Craig Schwartz (John Cusack) é um titeriteiro, profissão cuja existência a maioria das pessoas desconhece. Ele trabalha com marionetes, e logo a narração do filme coloca essa questão em relevo, questionando-a. Mas esse homem de personalidade excêntrica pensa em ganhar a vida de outra maneira e, para isso, vai procurar emprego em uma empresa cujas atividades se desenvolvem no andar sete e meio, uma segunda bizarrice colocada por Kaufman no roteiro. É ali que ele vai descobrir um portal que permite o acesso direto à mente de John Malkovich, um dos atores mais respeitados dos EUA. Uma vez passando por aquele portal, qualquer pessoa pode estar literalmente dentro da cabeça de Malkovich, sendo parte de seus pensamentos e, inclusive, falando como ele fala. É por meio dessa premissa divagante que o filme de Spike Jonze, então um estreante, discute a questão da despersonalização humana, tão em voga nos dias atuais, e já um assunto de pauta em 1999, ano de produção do longa-metragem.
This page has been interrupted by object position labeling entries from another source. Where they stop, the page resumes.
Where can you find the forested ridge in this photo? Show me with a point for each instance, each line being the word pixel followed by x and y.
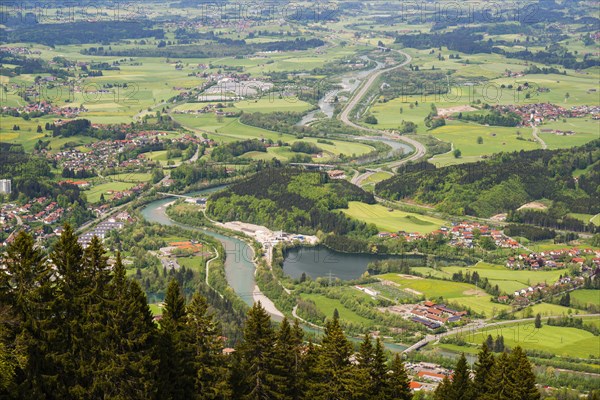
pixel 505 182
pixel 292 200
pixel 75 328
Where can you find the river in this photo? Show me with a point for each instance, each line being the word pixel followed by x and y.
pixel 320 261
pixel 239 268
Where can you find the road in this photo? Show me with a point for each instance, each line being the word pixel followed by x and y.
pixel 471 328
pixel 420 150
pixel 536 130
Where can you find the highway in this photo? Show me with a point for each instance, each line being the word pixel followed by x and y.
pixel 472 328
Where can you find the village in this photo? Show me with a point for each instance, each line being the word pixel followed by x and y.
pixel 539 113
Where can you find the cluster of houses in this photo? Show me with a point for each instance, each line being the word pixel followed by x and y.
pixel 103 228
pixel 539 113
pixel 528 294
pixel 16 51
pixel 426 376
pixel 41 106
pixel 38 210
pixel 553 259
pixel 105 153
pixel 434 316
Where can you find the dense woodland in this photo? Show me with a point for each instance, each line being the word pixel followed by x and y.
pixel 76 328
pixel 32 177
pixel 215 49
pixel 505 182
pixel 81 32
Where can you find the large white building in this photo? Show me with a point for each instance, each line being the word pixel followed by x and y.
pixel 5 186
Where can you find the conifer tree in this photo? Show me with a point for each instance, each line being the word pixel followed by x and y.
pixel 461 387
pixel 379 370
pixel 128 368
pixel 25 295
pixel 256 372
pixel 209 362
pixel 176 378
pixel 73 337
pixel 334 376
pixel 523 376
pixel 288 359
pixel 483 369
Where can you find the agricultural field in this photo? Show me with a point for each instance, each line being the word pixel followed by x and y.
pixel 392 221
pixel 432 288
pixel 28 136
pixel 377 177
pixel 327 307
pixel 585 130
pixel 131 177
pixel 463 136
pixel 562 341
pixel 161 156
pixel 268 104
pixel 464 294
pixel 508 280
pixel 547 310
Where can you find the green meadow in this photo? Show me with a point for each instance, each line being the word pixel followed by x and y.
pixel 93 194
pixel 562 341
pixel 392 221
pixel 463 136
pixel 586 297
pixel 508 280
pixel 327 307
pixel 432 288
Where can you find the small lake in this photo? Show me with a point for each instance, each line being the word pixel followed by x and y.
pixel 320 261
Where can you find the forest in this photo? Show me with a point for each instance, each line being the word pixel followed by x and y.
pixel 209 50
pixel 506 181
pixel 81 32
pixel 76 328
pixel 292 200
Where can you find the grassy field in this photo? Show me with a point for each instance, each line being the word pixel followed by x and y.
pixel 586 297
pixel 432 288
pixel 508 280
pixel 585 130
pixel 268 104
pixel 377 177
pixel 131 177
pixel 327 306
pixel 161 156
pixel 392 221
pixel 93 194
pixel 562 341
pixel 28 136
pixel 547 310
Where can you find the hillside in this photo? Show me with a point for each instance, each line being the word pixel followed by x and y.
pixel 292 200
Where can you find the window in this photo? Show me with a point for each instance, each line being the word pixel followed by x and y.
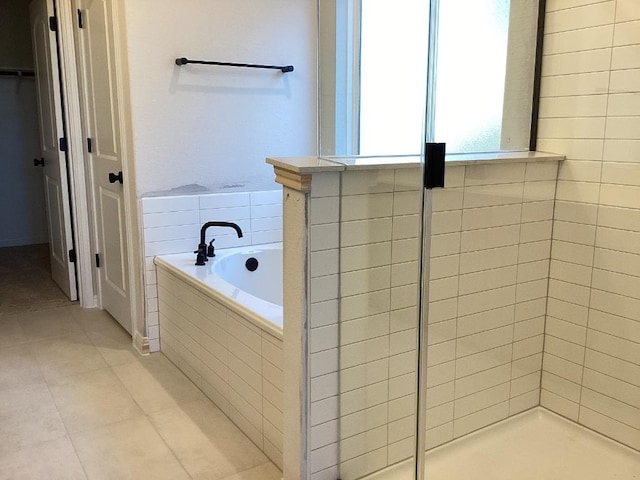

Ao longo da narrativa de Quero ser John Malkovich ocorrem várias inserções de elementos fantásticos e absurdos, oriundos da mente inventiva de Kaufman. Esse aspecto da obra deixa entrever que se trata de um filme muito mais de roteirista do que de diretor, já que a estética impressa à trama é muito mais derivada da escrita kaufmaniana que da direção de Jonze. Entretanto, é bom que se diga que Kaufman encontrou em Jonze a simbiose perfeita entre seus devaneios metalinguísticos e uma direção arrojada. Não por acaso, Jonze foi o único diretor que filmou dois roteiros seus até hoje, basta lembrar do subestimado Adaptação (Adaptation, 2002), trabalho seguinte do realizador. É como se a direção de um fosse a tradução da escrita do outro, por assim dizer. O fato que salta aos olhos, portanto, é o de que se está diante de uma obra monumental, cujos reflexos e ressonâncias se estendem para muito além de sua sessão em uma sala de cinema ou de DVD.
É claro que, como um bom roteiro de Kaufman, nem tudo o que está na tela é passível de uma interpretação objetiva. Há muitos truques psicológicos que brincam o tempo todo com a percepção da realidade que nós, como espectadores e como seres humanos inseridos em um espaço social, habituamo-nos a ter e a exercitar. Quero ser John Malkovich é o tipo de filme que auxilia na quebra de paradigmas e na ruptura de certos condicionamentos, no sentido de que instiga a reflexão e problematiza a questão do ser, tão básica quanto complexa para qualquer um de nós. O filme discute temas urgentes e atuais, mesmo já tendo completado uma década de existência. É fantástico perceber que tanto o texto quanto a direção do longa permanecem muito distantes da obsolescência, e que ainda nos dizem muito quando nos propomos a ouvi-la e a assistir a ela, respectivamente. O resumo do filme, por si só, não é capaz de dar a dimensão da viagem mental que é proposta, mas apenas assinala o início de uma experiência sensorial e multifacetada, como a realidade e as relações de hoje.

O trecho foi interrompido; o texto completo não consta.